The higher senses – Hearing, Word, Thought, and the Sense of the Other – gradually awaken through middle childhood and adolescence. These allow a young person not only to hear sounds, but to hear meaning. Not only to receive information, but to grasp concepts. Not only to interact socially, but to perceive another human being as an individual presence.

These capacities do not fully mature in early childhood. They unfold over time, continuing into early adulthood.

Why This Matters for Education

When we see learning through the lens of the twelve senses, education changes.

Reading is no longer just decoding symbols; it is connected to the developing sense of Word – the ability to experience meaning, nuance, and intention in language.

Mathematics is not only procedural; it calls upon an inner sense of balance – the capacity to hold relationships and find equilibrium within thinking.

Listening in a classroom is not merely behavioural compliance; it reflects the maturation of the higher senses that enable genuine perception of another person’s speech and thought.

In this light, many educational challenges invite a deeper question: Which senses are still developing, and how can we support them?

A Developmental View of the Child

In Steiner education, the twelve senses are understood as unfolding gradually, each with its own rhythm and stage of integration. They are not fully formed at any one point in childhood.
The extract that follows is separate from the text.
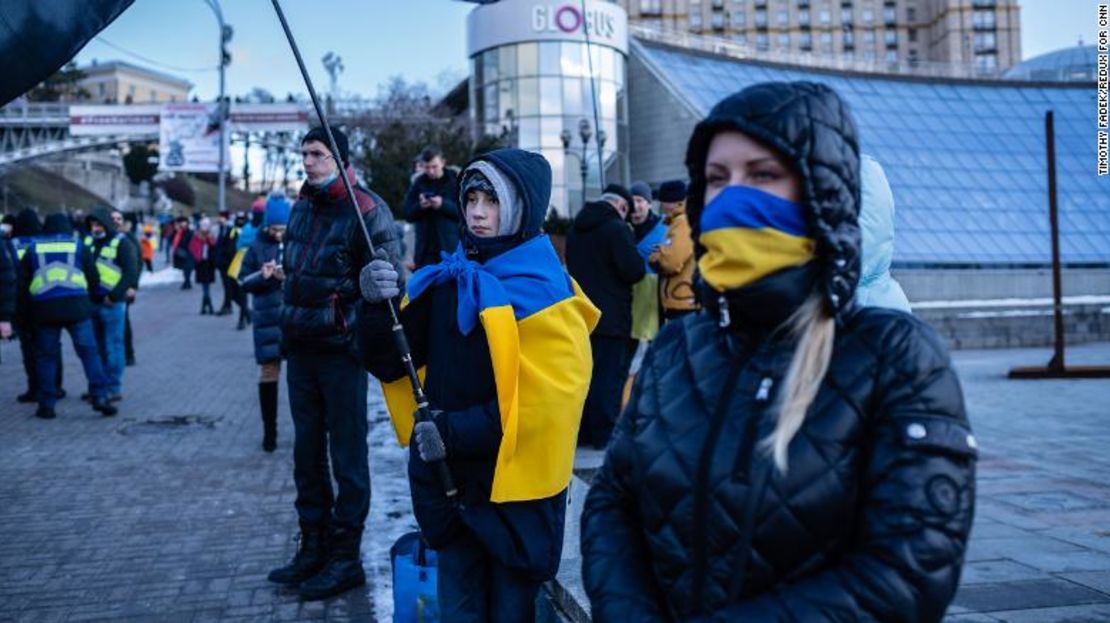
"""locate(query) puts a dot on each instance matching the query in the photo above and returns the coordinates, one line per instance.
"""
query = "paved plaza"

This developmental awareness invites patience. It invites movement, art, music, storytelling, practical work, and rich sensory experience – not as “extras,” but as essential nourishment for healthy growth.

When education engages the whole human being – body, feeling life, and thinking – it strengthens the sensory foundation upon which academic learning rests.

This is one reason Steiner education is sometimes described as a healing education: it seeks not merely to inform the intellect, but to support the balanced development of the child’s capacities to meet the world.

For educators and parents alike, the question becomes:

What if learning difficulties, behavioural challenges, and social struggles are not simply problems to fix – but signals of senses still growing?

And what might education look like if we consciously nurtured all twelve?

The courses we offer for teachers, educators and parents explore this expanded understanding of human development. This awareness is woven throughout our study and practice.

At the heart of Steiner education is an ongoing exploration of the human being. This is an essential enquiry when working with children who are still in the process of becoming.

Through a deeper understanding of these subtle yet intrinsic aspects of human development, education can shift in its orientation. Rather than teaching only from the outside in, we begin to support learning from the inside out.

When we work in this way, education becomes not only the transmission of knowledge, but a conscious support for the unfolding capacities of the child.